The alarm signals provided by an LED 17 and acoustic vibrator 18 enable the operation of the detector to be monitored when actual alarm means are not provided, said vibrator being further controlled by a display switch 23.

While in the embodiment shown in FIG. 2, three reference voltages, VI, V2 and V3, which are determined by a voltage bridge, where V2 is located in the middle of the interval between VI and V3 of the size 0.1V, is the second embodiment shown. in FIG. 3, based on a system with a set of 5 four reference voltages VI to V4.

The control branch is based on the same principle as in fig. 2, including a low-pass two-stage filter 6, which is slightly altered in connection with the input voltage, followed by a window comparator 7, a self-acting control switch 8, and an independent adjustment circuit 9. In this embodiment, the reference voltage to be modulated , V4, the size of which is greater than VI, V2 and V3.

The filter circuit 6, which takes into account the ripple signal received by cell 1, amplifies the filtered information before passing it to the detector stage of the peak detector circuit with two thresholds 7. The two reference voltages VI and V3 constitute the limits beyond which they rip pelvic variations caused by atmospheric disturbance 20 or turbulence will inevitably result in a change in the state of comparator 5 over amplifiers 2 and 3, thereby activating the final alarm stages if the threshold value of the comparator 5 was set and predetermined.

Three switching signal lights 11, 12 and 17 respectively indicate the operating state of the self-acting control loop, the threshold level of the device and the activation of the final alarm steps.

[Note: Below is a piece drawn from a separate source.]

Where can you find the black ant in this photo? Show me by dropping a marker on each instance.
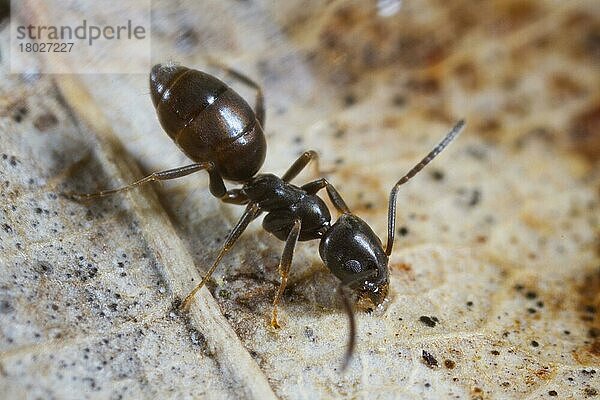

The first tp, which indicates the constant operating sequence in a standby mode, is provided with a green and a yellow color respectively. The signal light 17, which indicates an alarm phase, is of a red color. A switch 22 can deactivate all signal lights simultaneously.

Of course, one of the basic elements of the explained circuit is the microphone, whose role is to capture the significant signals. As can be seen, the waves which can be used by a device of this kind are aperiodic and as a result devices are required which

Jean is affected at very low frequencies at a hertz or even lower. Therefore, the microphones must be selected extremely carefully since the entire detector is dependent on the quality of the recording device.

In relation to the foregoing explanation, alterations and modifications may be made without departing from the spirit and scope of the present invention.

Claims (2)

An acoustic pressure differential detector for detecting the aperiodic wave following the opening of a door or window in a closed room, including a microphone (1) and adjusting means (6,7,9,10) for setting a threshold level size, which means includes a branch for adjusting the voltage of a first input of a comparator (5), which setting branch of its input receives a first signal from the microphone (1) which is changed by a filter circuit (6) and which after this change, a predetermined voltage (9) modulates which voltage at the first input of the comparator (5) is derived from the changed voltage and wherein the second input of the comparator receives a second signal from the microphone (1). characterized in that the differential detector includes an oscillator counter (14) controlled by the comparator (5) for counting the output pulses of a free oscillator, and triggering means (16) for triggering an all arm when the content of the counter exceeds a predetermined size. 20 Differential detector according to claim 1, characterized in that the triggering means include a monostable branch (16) which provides magnetization of a relay (21) which controls the alarm means.